Indymedia Lille, 28 juin 2022
Alfredo M. Bonanno, Sous les verrous. Une réflexion sur la prison, ed. L’impatience (Marseille), juin 2022
format a6 / 130 pages / 4 euro
(3 pour les distros)
pour commander :
impatience (at) riseup (dot) net
Extrait de la préface de 1997 :
Le texte que nous publions ici est la transcription d’un enregistrement d’une conférence sur la prison, donnée en mars 1993 au Laboratorio anarchico de la via Paglietta à Bologne et précédemment publiée dans le livre Affinités et organisation informelle par les éditions Anarchismo. Cette conférence est reproduite ici avec quelques corrections mineures de son auteur, et une introduction écrite de sa main dans la prison de Rebibbia.
Plusieurs raisons nous ont poussés à publier cette brochure.
Tout d’abord l’intérêt des arguments exposés, que nous partageons, et en particulier l’idée principale de la nécessaire destruction de la prison. C’est, de fait, une des prérogatives du mouvement anarchiste de revendiquer un monde sans aucune espèce de prison, et d’interpréter ce désir dans le sens offensif, de la destruction de la prison dans une optique révolutionnaire. Pour que nous puissions tous être libres, nul ne doit en être exclu.
Par ailleurs, la prison est une réalité qui nous touche de près tout particulièrement aujourd’hui, étant donné la répression qui s’abat sur de nombreux anarchistes à travers toute l’Italie.
Mais, au-delà de cette grave circonstance, cette publication voudrait inciter les anarchistes plus particulièrement à rouvrir un débat sur la question de la prison, débat qui s’est atténué ces derniers temps, et qu’il serait bon, selon nous, de reprendre pour se doter de nouveaux instruments théorico-pratiques sans préjugés, pour actualiser un projet offensif à propos de l’enfermement.

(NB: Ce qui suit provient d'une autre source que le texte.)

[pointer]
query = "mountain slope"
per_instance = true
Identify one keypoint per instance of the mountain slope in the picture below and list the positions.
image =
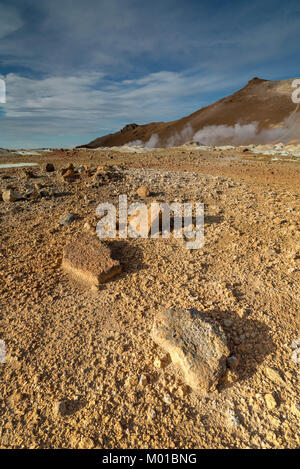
(259, 111)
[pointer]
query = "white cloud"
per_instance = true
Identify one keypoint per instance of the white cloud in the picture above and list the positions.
(59, 105)
(10, 20)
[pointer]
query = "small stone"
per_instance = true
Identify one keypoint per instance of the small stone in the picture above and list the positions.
(143, 191)
(59, 408)
(227, 322)
(270, 401)
(143, 381)
(162, 362)
(86, 443)
(295, 357)
(88, 227)
(167, 398)
(232, 362)
(67, 219)
(89, 261)
(151, 414)
(10, 195)
(183, 390)
(49, 167)
(295, 344)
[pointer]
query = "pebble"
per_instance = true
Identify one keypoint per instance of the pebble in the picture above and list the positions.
(67, 219)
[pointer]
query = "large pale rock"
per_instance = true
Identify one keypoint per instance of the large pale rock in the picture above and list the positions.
(89, 261)
(195, 343)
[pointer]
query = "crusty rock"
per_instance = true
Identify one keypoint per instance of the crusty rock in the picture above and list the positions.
(195, 343)
(67, 219)
(143, 191)
(89, 261)
(10, 196)
(49, 167)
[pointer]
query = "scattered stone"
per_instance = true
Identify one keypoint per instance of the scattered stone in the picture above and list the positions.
(10, 195)
(295, 344)
(143, 381)
(89, 261)
(88, 227)
(270, 401)
(59, 408)
(49, 167)
(86, 443)
(195, 343)
(162, 362)
(151, 414)
(232, 362)
(296, 356)
(183, 390)
(67, 219)
(227, 322)
(143, 191)
(167, 399)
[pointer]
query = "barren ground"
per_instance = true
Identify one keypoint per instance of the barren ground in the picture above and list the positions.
(89, 348)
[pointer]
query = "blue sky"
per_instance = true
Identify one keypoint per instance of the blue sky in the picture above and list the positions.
(76, 70)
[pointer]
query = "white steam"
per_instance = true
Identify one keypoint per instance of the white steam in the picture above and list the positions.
(238, 134)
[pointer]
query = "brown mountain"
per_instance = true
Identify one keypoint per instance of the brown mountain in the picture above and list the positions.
(262, 111)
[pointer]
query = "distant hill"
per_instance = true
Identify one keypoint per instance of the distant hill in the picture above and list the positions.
(261, 112)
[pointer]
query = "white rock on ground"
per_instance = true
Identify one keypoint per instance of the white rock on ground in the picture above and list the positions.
(195, 343)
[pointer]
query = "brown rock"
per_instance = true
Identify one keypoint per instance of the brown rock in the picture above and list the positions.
(49, 167)
(10, 196)
(143, 191)
(195, 343)
(89, 261)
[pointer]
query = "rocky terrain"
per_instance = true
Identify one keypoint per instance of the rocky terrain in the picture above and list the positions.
(96, 366)
(261, 112)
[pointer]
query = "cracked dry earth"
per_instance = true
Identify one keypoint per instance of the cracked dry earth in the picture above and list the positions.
(81, 368)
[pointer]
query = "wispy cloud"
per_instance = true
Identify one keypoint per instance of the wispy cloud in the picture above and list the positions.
(88, 67)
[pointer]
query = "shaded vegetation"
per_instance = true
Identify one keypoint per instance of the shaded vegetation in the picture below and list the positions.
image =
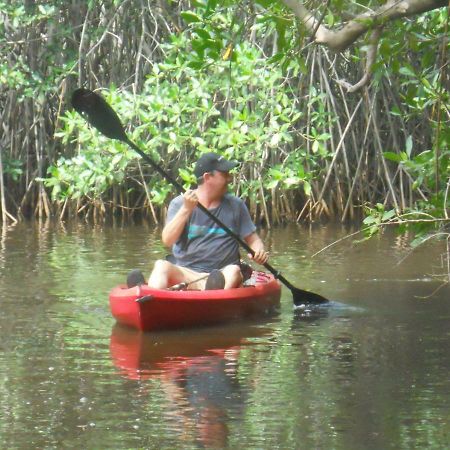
(238, 77)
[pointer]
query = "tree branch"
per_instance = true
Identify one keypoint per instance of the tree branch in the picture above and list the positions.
(341, 39)
(371, 57)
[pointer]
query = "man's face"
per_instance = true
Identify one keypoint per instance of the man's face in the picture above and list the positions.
(219, 182)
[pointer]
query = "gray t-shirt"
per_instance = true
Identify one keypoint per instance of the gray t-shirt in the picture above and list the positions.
(204, 245)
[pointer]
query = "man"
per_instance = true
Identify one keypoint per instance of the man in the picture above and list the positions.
(199, 245)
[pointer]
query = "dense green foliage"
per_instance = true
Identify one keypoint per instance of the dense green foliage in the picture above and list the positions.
(237, 77)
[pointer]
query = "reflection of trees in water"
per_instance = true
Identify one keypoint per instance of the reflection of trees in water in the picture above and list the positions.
(197, 371)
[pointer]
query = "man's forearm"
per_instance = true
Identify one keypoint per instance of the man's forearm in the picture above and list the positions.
(173, 230)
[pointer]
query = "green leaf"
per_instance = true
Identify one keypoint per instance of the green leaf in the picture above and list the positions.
(190, 17)
(391, 156)
(388, 215)
(409, 146)
(307, 188)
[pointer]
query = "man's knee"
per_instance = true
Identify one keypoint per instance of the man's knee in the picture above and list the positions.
(161, 265)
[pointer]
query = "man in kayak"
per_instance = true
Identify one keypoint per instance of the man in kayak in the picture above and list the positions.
(199, 245)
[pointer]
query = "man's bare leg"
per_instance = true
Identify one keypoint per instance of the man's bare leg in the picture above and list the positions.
(166, 274)
(233, 276)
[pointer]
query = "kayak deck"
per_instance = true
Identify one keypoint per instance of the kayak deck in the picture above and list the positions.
(163, 309)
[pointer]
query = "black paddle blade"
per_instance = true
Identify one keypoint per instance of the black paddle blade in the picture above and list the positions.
(98, 113)
(302, 297)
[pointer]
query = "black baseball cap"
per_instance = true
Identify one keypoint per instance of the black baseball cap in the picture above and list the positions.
(211, 161)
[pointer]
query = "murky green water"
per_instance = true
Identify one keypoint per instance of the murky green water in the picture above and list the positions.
(371, 372)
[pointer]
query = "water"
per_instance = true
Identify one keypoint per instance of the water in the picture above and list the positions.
(370, 371)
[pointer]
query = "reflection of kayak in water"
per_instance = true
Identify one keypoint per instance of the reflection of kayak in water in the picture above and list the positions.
(153, 309)
(143, 355)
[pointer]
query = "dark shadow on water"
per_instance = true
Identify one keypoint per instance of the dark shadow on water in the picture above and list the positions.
(196, 370)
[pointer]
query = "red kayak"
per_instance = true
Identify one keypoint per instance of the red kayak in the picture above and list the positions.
(153, 309)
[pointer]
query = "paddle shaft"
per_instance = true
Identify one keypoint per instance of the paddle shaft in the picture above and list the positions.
(295, 291)
(182, 190)
(102, 116)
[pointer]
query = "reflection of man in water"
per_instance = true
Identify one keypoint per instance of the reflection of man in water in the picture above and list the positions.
(205, 389)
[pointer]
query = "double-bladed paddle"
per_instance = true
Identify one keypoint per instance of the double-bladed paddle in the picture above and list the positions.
(102, 116)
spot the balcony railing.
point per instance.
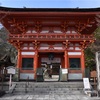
(52, 36)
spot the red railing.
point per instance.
(52, 36)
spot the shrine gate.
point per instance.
(48, 37)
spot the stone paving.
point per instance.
(48, 91)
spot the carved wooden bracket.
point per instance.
(37, 26)
(64, 26)
(83, 25)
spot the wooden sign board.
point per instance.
(64, 71)
(11, 70)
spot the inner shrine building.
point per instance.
(48, 37)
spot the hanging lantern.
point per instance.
(51, 56)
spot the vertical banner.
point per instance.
(98, 69)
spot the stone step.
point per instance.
(49, 88)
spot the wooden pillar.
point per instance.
(82, 62)
(35, 63)
(19, 59)
(66, 58)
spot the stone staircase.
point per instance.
(45, 88)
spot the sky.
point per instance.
(50, 3)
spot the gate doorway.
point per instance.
(51, 65)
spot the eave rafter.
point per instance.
(21, 26)
(84, 25)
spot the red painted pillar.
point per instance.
(35, 63)
(19, 59)
(82, 62)
(66, 58)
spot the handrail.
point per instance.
(51, 36)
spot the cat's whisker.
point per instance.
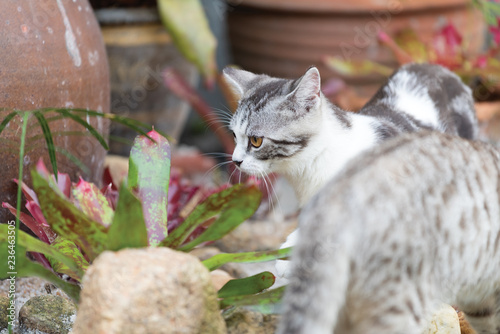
(217, 155)
(273, 193)
(213, 168)
(270, 203)
(231, 176)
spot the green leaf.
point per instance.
(34, 245)
(186, 22)
(251, 257)
(352, 68)
(128, 229)
(90, 128)
(137, 126)
(68, 221)
(26, 268)
(48, 139)
(269, 297)
(69, 249)
(232, 207)
(247, 286)
(148, 177)
(88, 198)
(7, 120)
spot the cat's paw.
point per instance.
(283, 267)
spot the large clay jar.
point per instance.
(284, 37)
(51, 55)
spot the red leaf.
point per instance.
(37, 214)
(30, 222)
(64, 183)
(28, 192)
(88, 198)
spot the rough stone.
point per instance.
(154, 290)
(243, 321)
(465, 327)
(444, 321)
(47, 314)
(4, 304)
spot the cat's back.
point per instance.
(424, 96)
(392, 234)
(413, 170)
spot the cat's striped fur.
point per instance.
(308, 140)
(414, 223)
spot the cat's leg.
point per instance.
(317, 290)
(483, 314)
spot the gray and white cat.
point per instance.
(412, 224)
(289, 127)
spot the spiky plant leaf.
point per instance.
(148, 177)
(128, 229)
(247, 286)
(67, 220)
(251, 257)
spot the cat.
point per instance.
(412, 224)
(289, 127)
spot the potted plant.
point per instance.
(52, 56)
(282, 38)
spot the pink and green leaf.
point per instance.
(88, 198)
(148, 177)
(26, 268)
(69, 249)
(32, 244)
(231, 207)
(250, 257)
(30, 222)
(247, 286)
(67, 220)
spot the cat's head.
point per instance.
(275, 119)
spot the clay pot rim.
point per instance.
(349, 7)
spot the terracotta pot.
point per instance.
(52, 55)
(139, 49)
(283, 38)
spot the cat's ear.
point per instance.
(307, 89)
(238, 80)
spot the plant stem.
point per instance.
(19, 193)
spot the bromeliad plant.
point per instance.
(77, 222)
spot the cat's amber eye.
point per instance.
(256, 141)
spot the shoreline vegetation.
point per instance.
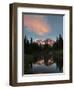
(43, 54)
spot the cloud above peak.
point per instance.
(37, 24)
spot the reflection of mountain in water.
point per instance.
(40, 67)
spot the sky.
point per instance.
(42, 26)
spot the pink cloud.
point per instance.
(36, 24)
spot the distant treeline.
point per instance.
(32, 48)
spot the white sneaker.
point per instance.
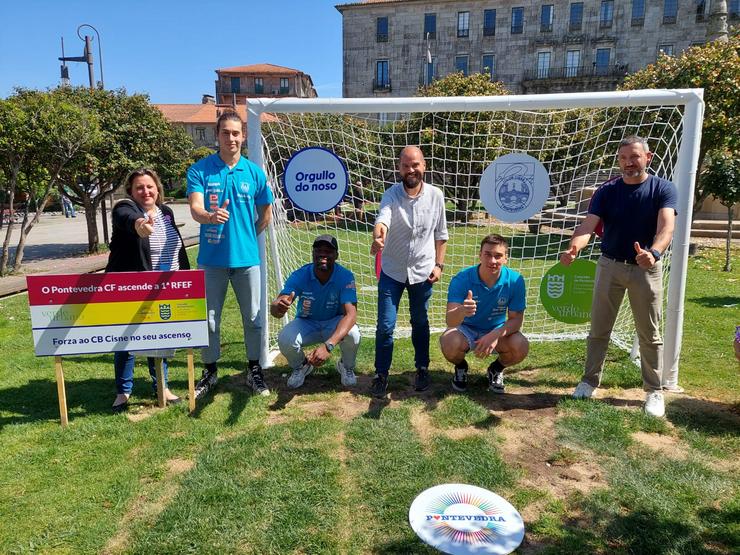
(298, 376)
(654, 404)
(347, 374)
(583, 391)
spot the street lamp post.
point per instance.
(88, 59)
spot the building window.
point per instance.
(670, 9)
(546, 17)
(701, 10)
(606, 14)
(488, 65)
(489, 23)
(517, 21)
(382, 75)
(575, 21)
(430, 71)
(572, 63)
(543, 65)
(461, 64)
(638, 13)
(601, 64)
(463, 24)
(430, 25)
(666, 49)
(381, 29)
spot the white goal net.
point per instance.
(574, 136)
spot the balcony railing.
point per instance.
(576, 72)
(382, 85)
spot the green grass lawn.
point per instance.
(323, 470)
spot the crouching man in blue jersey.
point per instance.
(326, 315)
(485, 311)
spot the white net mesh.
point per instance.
(577, 146)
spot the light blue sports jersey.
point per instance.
(321, 302)
(508, 293)
(234, 243)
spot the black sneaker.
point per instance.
(422, 380)
(460, 379)
(206, 382)
(379, 385)
(256, 380)
(495, 381)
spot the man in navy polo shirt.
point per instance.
(638, 211)
(485, 311)
(230, 198)
(326, 315)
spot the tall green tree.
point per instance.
(715, 67)
(721, 178)
(41, 136)
(134, 134)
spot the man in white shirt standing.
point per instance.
(411, 232)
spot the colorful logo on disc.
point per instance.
(514, 187)
(464, 519)
(566, 292)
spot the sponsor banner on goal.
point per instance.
(566, 292)
(465, 519)
(315, 179)
(514, 187)
(117, 311)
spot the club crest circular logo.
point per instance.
(514, 187)
(465, 519)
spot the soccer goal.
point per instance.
(575, 137)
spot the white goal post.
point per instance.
(575, 135)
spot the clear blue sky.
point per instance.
(167, 48)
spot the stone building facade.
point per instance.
(235, 84)
(391, 47)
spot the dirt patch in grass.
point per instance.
(145, 507)
(529, 443)
(344, 406)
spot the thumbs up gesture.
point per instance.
(144, 226)
(644, 257)
(567, 257)
(220, 215)
(469, 305)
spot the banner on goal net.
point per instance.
(573, 137)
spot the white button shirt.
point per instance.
(414, 224)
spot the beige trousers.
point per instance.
(645, 291)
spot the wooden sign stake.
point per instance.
(61, 393)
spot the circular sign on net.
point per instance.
(315, 179)
(514, 187)
(464, 519)
(566, 292)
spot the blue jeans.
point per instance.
(246, 285)
(389, 295)
(123, 364)
(304, 331)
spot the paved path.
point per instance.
(57, 245)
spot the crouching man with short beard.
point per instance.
(485, 311)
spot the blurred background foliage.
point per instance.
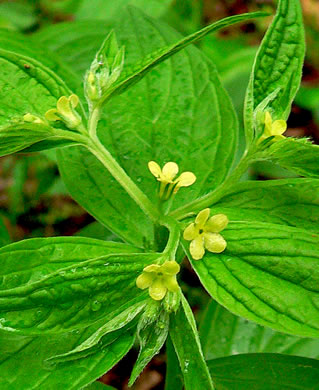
(33, 200)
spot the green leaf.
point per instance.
(98, 231)
(26, 87)
(186, 342)
(4, 234)
(75, 42)
(137, 71)
(308, 97)
(23, 359)
(111, 9)
(197, 129)
(52, 285)
(278, 65)
(29, 47)
(107, 329)
(297, 155)
(268, 274)
(292, 202)
(152, 331)
(224, 334)
(99, 386)
(29, 137)
(21, 16)
(264, 372)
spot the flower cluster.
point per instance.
(204, 234)
(166, 176)
(159, 279)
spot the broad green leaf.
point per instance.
(52, 285)
(90, 344)
(278, 65)
(32, 48)
(264, 372)
(297, 155)
(268, 274)
(74, 42)
(109, 10)
(224, 334)
(98, 231)
(292, 202)
(154, 121)
(308, 97)
(29, 137)
(26, 86)
(186, 342)
(137, 71)
(4, 234)
(23, 360)
(152, 332)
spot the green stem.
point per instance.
(105, 157)
(174, 236)
(71, 135)
(93, 121)
(213, 197)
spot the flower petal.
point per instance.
(157, 290)
(190, 233)
(186, 179)
(154, 168)
(63, 106)
(152, 268)
(74, 100)
(214, 242)
(171, 283)
(144, 280)
(170, 268)
(278, 127)
(217, 223)
(170, 170)
(202, 217)
(51, 116)
(196, 248)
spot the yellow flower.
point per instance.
(159, 278)
(167, 176)
(32, 119)
(65, 111)
(273, 129)
(204, 234)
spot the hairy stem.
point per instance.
(103, 155)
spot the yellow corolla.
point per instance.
(65, 111)
(273, 129)
(204, 234)
(159, 279)
(167, 176)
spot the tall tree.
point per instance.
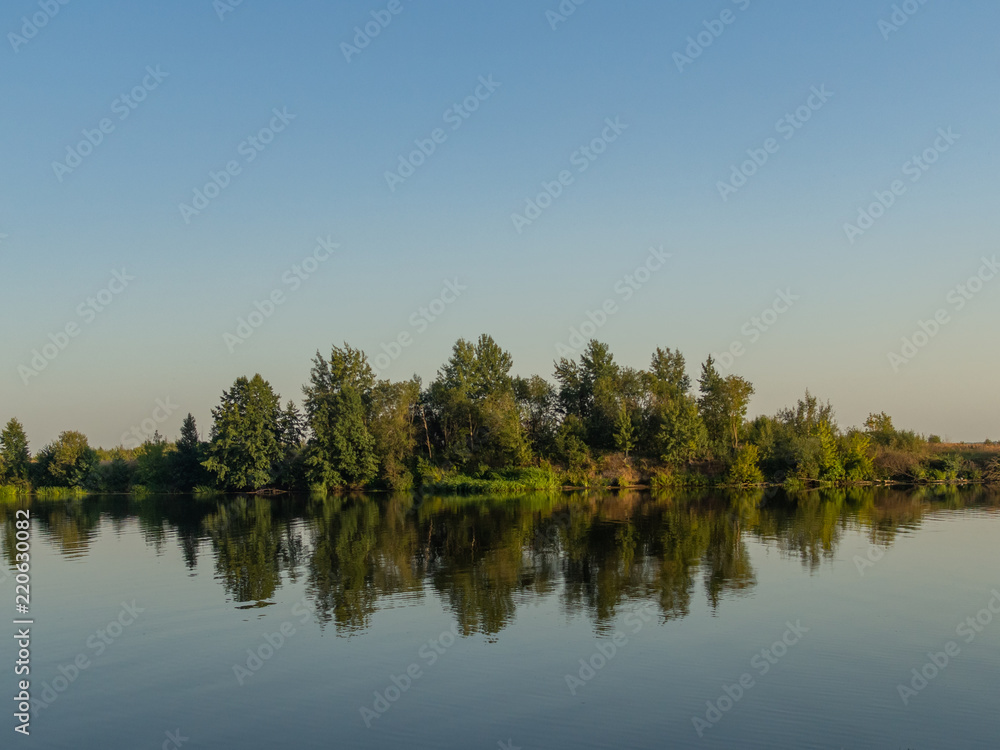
(186, 470)
(723, 404)
(474, 406)
(668, 369)
(68, 461)
(338, 400)
(244, 447)
(15, 458)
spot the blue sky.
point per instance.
(681, 129)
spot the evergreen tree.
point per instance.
(244, 447)
(15, 458)
(186, 462)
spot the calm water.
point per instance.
(567, 621)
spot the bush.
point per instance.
(745, 468)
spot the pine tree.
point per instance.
(15, 458)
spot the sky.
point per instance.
(202, 190)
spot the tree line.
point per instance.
(476, 425)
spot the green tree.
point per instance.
(475, 409)
(724, 404)
(745, 468)
(624, 431)
(244, 444)
(394, 430)
(186, 469)
(680, 434)
(539, 405)
(338, 401)
(15, 458)
(668, 368)
(68, 461)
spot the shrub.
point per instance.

En apparence, la prison est le lieu physique où est enfermée la vie de milliers d’individus, où sont limités derrière d’épaisses murailles hautement surveillées les possibilités et les moyens de se déplacer pendant un certain laps de temps. Mais la prison, ce n’est pas que cela, ce n’est pas seulement la dernière barrière de la société où on ne peut entrer que comme prisonnier ou comme geôlier. Ce n’est pas que le côté obscur de notre façon de vivre, ce placard inaccessible à nos regards de bons citoyens, où sont rangés les rebuts ou les ennemis de notre bien-être avec ces antipathiques mais nécessaires instruments de nettoyage.
La prison est le lieu où prend corps le concept de peine, c’est l’architecte qui le projette, c’est l’entreprise qui le construit, c’est la loi qui le ratifie, c’est le tribunal qui l’ouvre, et le flic qui t’y conduit, c’est l’agent qui te surveille, c’est le prêtre qui vient y dire sa messe, c’est le psychologue qui vient y délivrer son savoir. C’est cela, et encore bien autre chose. C’est l’entreprise qui exploite le travail des détenus. C’est celle qui s’enrichit en y fournissant les repas, les divers services, les systèmes de contrôle, les « cantines » que les détenus peuvent acquérir à des prix exorbitants, parfois en faisant des travaux destinés à les réinsérer dans la société des serfs et des patrons. La prison, c’est encore le professeur qui la justifie, le réformateur qui la veut plus humaine, c’est le journaliste qui fait le silence sur ses conditions, c’est le citoyen qui l’ignore ou la craint.